Two years ago, a longtime friend of mine, a political scientist and retired Air Force colonel named Thomas Ehrhard, summarized the impact of post-cold war thinking on our military in this excellent article. Assuming--like the British government in the 1920s and early 1930s--that a great-power war was too unlikely to worry about, our military stopped preparing for one. That may be one reason why the Pentagon does not seem to be showing any appetite for intervention in Ukraine, the course of action which I continue to believe we should seriously consider.
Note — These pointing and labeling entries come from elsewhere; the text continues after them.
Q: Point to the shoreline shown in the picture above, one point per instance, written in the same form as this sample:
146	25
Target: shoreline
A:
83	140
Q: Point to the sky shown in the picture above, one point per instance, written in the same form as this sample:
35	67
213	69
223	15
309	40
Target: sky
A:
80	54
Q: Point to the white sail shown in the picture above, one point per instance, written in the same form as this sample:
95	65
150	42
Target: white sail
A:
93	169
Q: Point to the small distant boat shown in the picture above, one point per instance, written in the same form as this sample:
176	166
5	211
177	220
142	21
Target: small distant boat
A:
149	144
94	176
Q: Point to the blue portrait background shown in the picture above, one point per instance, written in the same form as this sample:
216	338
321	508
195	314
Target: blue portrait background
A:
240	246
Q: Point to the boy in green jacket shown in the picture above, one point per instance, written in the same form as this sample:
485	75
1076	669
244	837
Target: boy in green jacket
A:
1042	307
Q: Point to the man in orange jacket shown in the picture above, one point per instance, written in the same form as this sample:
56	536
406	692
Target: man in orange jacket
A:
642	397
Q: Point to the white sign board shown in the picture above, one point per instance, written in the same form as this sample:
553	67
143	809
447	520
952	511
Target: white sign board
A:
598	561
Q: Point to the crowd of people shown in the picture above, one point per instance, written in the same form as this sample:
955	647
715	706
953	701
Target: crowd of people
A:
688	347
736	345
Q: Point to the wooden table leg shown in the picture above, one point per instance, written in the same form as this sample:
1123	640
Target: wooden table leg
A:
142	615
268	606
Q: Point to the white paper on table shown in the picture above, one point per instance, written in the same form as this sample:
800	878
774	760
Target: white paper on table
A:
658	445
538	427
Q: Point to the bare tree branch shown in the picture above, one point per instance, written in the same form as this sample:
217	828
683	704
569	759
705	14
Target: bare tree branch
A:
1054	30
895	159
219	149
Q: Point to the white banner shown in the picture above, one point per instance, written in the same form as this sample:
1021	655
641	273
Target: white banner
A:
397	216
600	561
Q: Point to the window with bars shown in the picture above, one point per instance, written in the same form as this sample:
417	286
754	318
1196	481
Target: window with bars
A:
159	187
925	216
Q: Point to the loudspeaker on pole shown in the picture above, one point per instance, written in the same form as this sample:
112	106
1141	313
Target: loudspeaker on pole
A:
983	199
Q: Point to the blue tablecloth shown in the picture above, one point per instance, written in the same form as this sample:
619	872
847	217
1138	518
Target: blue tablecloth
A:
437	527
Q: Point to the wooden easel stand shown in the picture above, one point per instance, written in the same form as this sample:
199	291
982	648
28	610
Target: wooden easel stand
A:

The battlefield news from Ukraine is still good, although the devastation of the major cities and the refugee crisis are horrifying. Unless the war ends with Putin's fall, however--an outcome that does not seem in the least likely--NATO will have to contend with very real threats to seize the Baltic states--which are far less defensible than Ukraine.
Putin has been much more patient and more clever than Hitler was. He spent years building up his economy and shoring up his domestic position. He was not, like Hitler, impelled by economic problems to expand rapidly. He did test the waters in 2014 and emerged relatively unscathed. (It isn't clear that the sanctions the west imposed at that time did that much harm.) The Chinese have also been patient. Yet Russia, and perhaps Chna as well, now feels entitled to use its military power to secure territorial ambitions. It's true that the US set the precedent for unrestrained use of its military power in Kosovo, Iraq, Libya and elsewhere. I opposed two of those interventions but I will not make the popular era of assuming that we have no right to complain about Russia's aggression because of our own behavior. A Second World War solution to the problems of Russia and China--their conquest--is obviously impossible. We must figure out what we can do, and what we are willing to do, militarily, to stop their expansion if sanctions do not bring down Putin.